Many people do not consider their return on investment (ROI) when conducting their PPC campaigns. Until you do this, you cannot understand whether your efforts have the intended results. Often the easiest way to determine your PPC’s ROI is to work backwards. Determine the number of sales that you need this week. Then, determine the number of presentations that you must have to make that number of sales and the number of people that must click on your ad to allow you to make that number of presentations. Finally, you should know the number of times the ad needs to show to elicit that number of clicks.
Google Analytics
The first analytic that you need to pay attention to is the click rate for each ad. This percentage tells you the number of times that the ad displays compared to the number of times that someone clicks on the ad. It is important to be constantly trying to raise this rate. The average click rate is two per cent. Therefore, if you are running an average campaign, two people will click on your ad for every 100 people that see it. Generally, the higher the click-through rate, the lower the cost per click. There are several things that you can try to raise the click-through rate. Click rates increase when the PPC ad has a creative call to action when it displays the URL, and when it contains clear images and designs.
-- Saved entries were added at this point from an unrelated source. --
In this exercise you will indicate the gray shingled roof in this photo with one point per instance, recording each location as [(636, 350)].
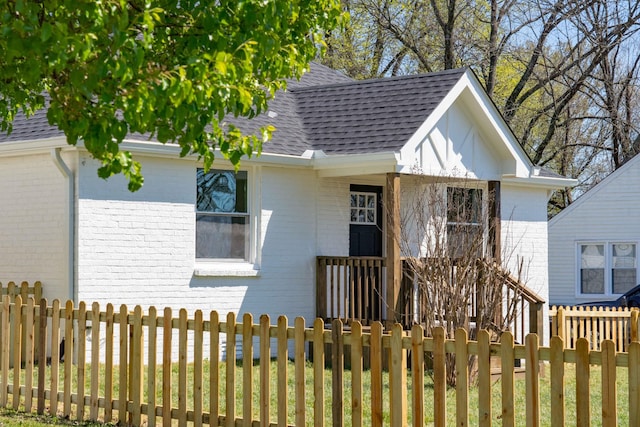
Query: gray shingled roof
[(326, 111)]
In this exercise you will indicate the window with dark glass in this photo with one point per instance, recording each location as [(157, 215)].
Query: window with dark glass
[(464, 221), (222, 215), (607, 267)]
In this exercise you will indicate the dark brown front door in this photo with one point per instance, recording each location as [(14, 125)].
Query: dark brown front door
[(365, 240), (365, 226)]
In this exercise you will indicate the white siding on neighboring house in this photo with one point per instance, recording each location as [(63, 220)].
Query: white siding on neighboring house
[(608, 213), (524, 237), (33, 225)]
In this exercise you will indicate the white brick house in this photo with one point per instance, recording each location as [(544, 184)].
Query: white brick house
[(92, 240)]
Business owners also need to look at the cost per click, as this tells them how much money each click is costing the company. This is how you buy the keywords that you want to use during your campaign. Your bid cost per click may be higher than the actual cost per click. It is essential to choose target words based on the goals that you want to accomplish. If you want to spend less money, then consider long-tail keywords. For example, the price for PPC management is going to be much higher than the cost of PPC management in India. Before choosing a lower cost keyword, keep in mind what customers you want to attract to your site.
A third number that you need to consider is your quality score. The higher the quality score, the higher Google will place your ads. While Google keeps the exact formula that they use to determine this score a secret, there are three factors that pay a large role in determining it. The first factor is the past click-through rate of the keyword, which business owners can find by dividing the number of clicks by the number of times that the ad is shown. The second factor is the quality of the landing page that you create for the campaign. The final factor is the relevancy of the keywords to your business.
Raising Your ROI On PPC Campaigns
To raise your ROI on PPC, you need to concentrate on choosing the highest quality keywords that you can afford. Then, create ads with clear call to actions that will capture the attention of your intended audience. Finally, create landing pages that are highly relevant.